While the Christian wrestles with this paradox between God’s promises and suffering, the unbeliever is confronted with his own mortality and must rely on “gods,” denial of eternity, or stoicism to see him through. The task of the Christian Church is to proclaim God’s Word and be ready to give a defense (1 Peter 3:15). To the sufferer, the Church preaches repentance and remission of sins, as Christ commanded. God will accomplish what He wills through the Word.
Thus, worship services can provide consolation to sufferers through offering Word and Sacraments. Teaching can be done through the hymns, the Psalms, sermons, and prayers, so that the people learn to see suffering, trial, doubt, pain, and death not as extraordinary events, but as part of what it means to live as God’s child here in this world.

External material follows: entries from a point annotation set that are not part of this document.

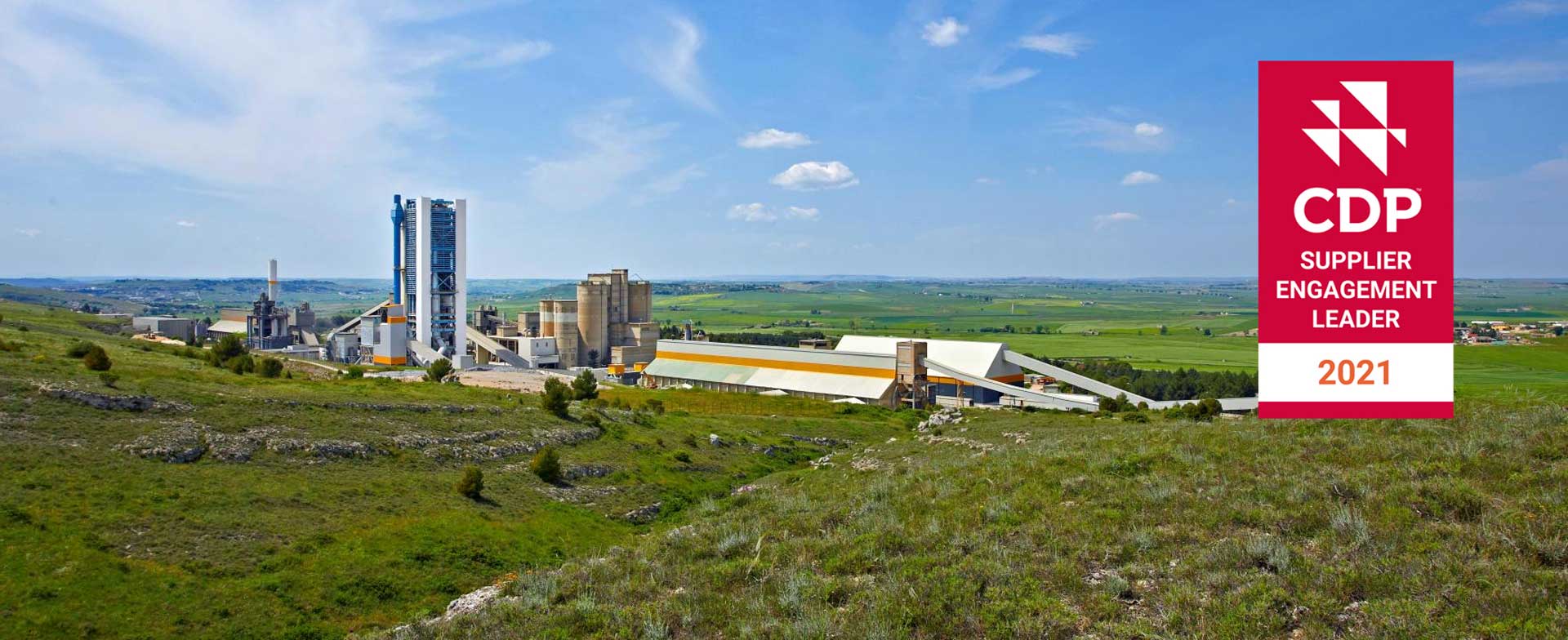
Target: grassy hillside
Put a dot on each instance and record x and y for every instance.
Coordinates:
(344, 517)
(1051, 526)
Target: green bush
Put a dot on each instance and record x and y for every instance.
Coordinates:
(229, 347)
(555, 398)
(269, 367)
(586, 386)
(96, 360)
(546, 464)
(240, 364)
(472, 482)
(80, 349)
(438, 371)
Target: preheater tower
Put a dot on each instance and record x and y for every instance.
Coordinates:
(430, 269)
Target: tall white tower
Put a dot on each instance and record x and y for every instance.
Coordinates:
(434, 272)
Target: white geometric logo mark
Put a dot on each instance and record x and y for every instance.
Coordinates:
(1372, 141)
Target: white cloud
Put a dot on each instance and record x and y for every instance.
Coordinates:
(675, 180)
(1065, 44)
(675, 64)
(613, 149)
(1114, 219)
(1526, 10)
(1117, 136)
(944, 32)
(773, 139)
(755, 212)
(758, 212)
(1002, 79)
(1512, 73)
(513, 54)
(1138, 178)
(816, 175)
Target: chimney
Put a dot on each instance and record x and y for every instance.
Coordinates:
(272, 280)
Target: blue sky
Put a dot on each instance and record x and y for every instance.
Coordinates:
(982, 139)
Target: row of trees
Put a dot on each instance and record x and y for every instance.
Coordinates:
(1165, 384)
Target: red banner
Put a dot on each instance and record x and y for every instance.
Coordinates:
(1355, 239)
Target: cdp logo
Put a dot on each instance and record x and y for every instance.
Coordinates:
(1372, 141)
(1372, 96)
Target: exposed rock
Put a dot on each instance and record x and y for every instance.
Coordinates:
(587, 471)
(176, 444)
(644, 513)
(102, 400)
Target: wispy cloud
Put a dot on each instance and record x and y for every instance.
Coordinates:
(513, 54)
(1002, 79)
(675, 66)
(1526, 10)
(613, 148)
(944, 32)
(1114, 219)
(1512, 73)
(808, 176)
(773, 139)
(758, 212)
(1063, 44)
(1117, 136)
(1138, 178)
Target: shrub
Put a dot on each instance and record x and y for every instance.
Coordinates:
(229, 347)
(270, 367)
(240, 364)
(80, 349)
(438, 371)
(555, 398)
(472, 482)
(546, 464)
(98, 360)
(586, 386)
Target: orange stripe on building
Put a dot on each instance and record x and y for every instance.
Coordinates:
(764, 362)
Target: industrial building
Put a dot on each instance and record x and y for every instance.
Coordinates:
(884, 371)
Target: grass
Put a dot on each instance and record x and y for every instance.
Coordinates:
(1076, 526)
(100, 541)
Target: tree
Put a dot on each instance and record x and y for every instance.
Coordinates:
(472, 482)
(555, 398)
(546, 464)
(270, 367)
(586, 386)
(229, 347)
(240, 364)
(438, 371)
(98, 360)
(80, 349)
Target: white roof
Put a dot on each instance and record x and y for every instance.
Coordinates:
(982, 360)
(226, 327)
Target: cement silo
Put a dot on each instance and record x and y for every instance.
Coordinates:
(593, 320)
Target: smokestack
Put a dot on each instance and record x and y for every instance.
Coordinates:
(272, 280)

Engaging others with Jesus means to show others that Jesus came into the world to address the totality of human life. From conception, to life in this world, to death and resurrection—Jesus has gone through all that people endure. Jesus was bruised for our iniquities and God laid on Him the iniquity of us all (Isaiah 53:4–6). The hope Jesus gives tempers our sorrow and grief and causes us to cry out to God, pleading that He remembers His promises.
Engaging others means pointing people to the ways that God has provided the Gospel to be given to them—His Word, Baptism, the Lord’s Supper, and the power of the keys in absolution.
Conclusion
While we might find trials to be burdensome, Jesus said, “My yoke is easy, and My burden is light” (Matthew 11:30). In 2 Corinthians 4:17, St. Paul makes a similar comparison: light affliction versus a weight of glory. Through faith in Jesus, trial helps us see that what is heavy is in reality a “light affliction.” We still suffer pain, but we call on the One who promises never to leave us and who promises to answer our prayers.
A study of the theology of the cross is where our trials meet with God’s hidden ways. A study of vocation, where God calls us to interact with people in the world, provides opportunities to show compassion, to be merciful, to assist those who need help, and to present the Gospel about Jesus and the eternal reality He has given us.
The convention essay by the Rev. Thomas Rank, Scarville, Iowa, was redacted by the editor.